They are known as latchkey kids, or kids who are left alone at home.
Often it is because their parents are too busy. They would give them a set of the house keys and the children would return on their own after school.
But this creates problems, said Singapore Children's Society executive director Alfred Tan.
"There are many young children who come home to an empty house daily. Sadly, many parents are unaware that this can be dangerous."
He added that such cases usually involve low-income or single-parent families.
When left alone, children can get restless and eventually deviate from the routine set by their parents.
"They'd play with electrical sockets or fire. They might even climb the window to look out," said Mr Tan, who is in charge of more than 55 social workers, many of whom have encountered latchkey kids.
In their boredom, some might even leave the house without telling anyone.
Children under the age of nine are especially vulnerable because they are not mature enough to know the dangers.
Older children, too, can face problems if left to their own devices for long periods.
Persatuan Pemudi Islam Singapura Family Service Centre (East) centre manager Amran Jamil said latchkey kids are likely to be above seven years old.
Said Mr Amran: "Some parents perceive them as being able to care for themselves, at least for a period of time. As such, they may feel it is all right for their children to be left alone at home."
Older children may end up taking part in undesirable activities when their parents are not around, he added.
"For teenagers, there is the increased risk that they may engage in casual and pre-marital sex. Some may use the opportunity to spend their time playing video games or go on the Internet, surfing undesirable websites."

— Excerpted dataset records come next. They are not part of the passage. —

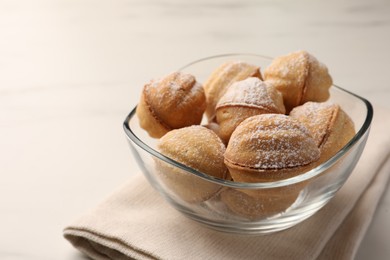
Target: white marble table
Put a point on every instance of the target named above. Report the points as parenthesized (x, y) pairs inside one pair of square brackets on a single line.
[(70, 70)]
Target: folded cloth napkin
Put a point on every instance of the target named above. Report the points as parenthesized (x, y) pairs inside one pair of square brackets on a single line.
[(136, 223)]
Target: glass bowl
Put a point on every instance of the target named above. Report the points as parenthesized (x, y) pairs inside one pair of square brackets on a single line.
[(249, 208)]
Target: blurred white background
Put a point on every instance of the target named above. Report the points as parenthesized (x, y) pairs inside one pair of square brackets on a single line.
[(70, 71)]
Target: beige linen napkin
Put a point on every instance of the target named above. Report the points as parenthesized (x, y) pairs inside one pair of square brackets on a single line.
[(135, 222)]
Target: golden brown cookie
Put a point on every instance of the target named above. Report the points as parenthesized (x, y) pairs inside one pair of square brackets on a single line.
[(175, 101), (222, 78), (244, 99), (267, 148), (196, 147), (270, 147), (300, 77), (329, 125)]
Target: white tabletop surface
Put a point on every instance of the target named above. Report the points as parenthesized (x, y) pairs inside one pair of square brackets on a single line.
[(70, 71)]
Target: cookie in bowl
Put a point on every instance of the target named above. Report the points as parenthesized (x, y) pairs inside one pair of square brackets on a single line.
[(300, 77), (270, 147), (329, 125), (222, 77), (196, 147), (244, 99), (175, 101)]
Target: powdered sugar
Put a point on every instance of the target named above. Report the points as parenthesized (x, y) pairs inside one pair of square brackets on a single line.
[(272, 141)]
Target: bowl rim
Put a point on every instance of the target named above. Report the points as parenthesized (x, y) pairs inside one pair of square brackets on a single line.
[(245, 185)]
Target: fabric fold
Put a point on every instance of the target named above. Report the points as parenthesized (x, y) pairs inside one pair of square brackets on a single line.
[(136, 223)]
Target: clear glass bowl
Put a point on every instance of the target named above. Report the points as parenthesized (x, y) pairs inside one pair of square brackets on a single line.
[(249, 208)]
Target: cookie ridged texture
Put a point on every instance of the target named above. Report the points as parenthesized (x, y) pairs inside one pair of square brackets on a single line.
[(271, 142), (177, 100), (252, 92), (329, 125), (196, 147), (300, 77), (317, 117), (222, 78)]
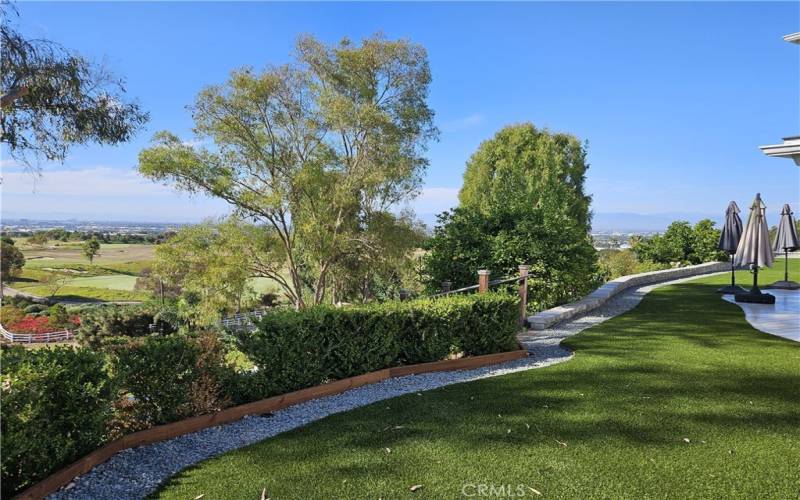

Child psychiatrist Brian Yeo said: "It's hard to tell at what age parents can safely leave their child at home. There's really no right answer."
He said while lower primary students under the age of nine are generally less mature, older children can also be inquisitive, leading them to trouble.
Said Dr Yeo, who is also a consultant psychiatrist at Mount Elizabeth Medical Centre: "It has nothing to do with the mental age of the child. It's not like young children are seeking to put themselves in danger.
"Kids are always curious, it's normal behaviour for them."
Dr Vivienne Ng, a psychologist in private practice, said the home environment matters for these kids, especially for those living in rental flats.
Said Dr Ng: "I have seen many cases of latchkey kids living in rental flats. These one- or two-room flats are not conducive for children as the environment can be unsafe.
"These children should not be left alone at all. There are childcare services and social workers who can help."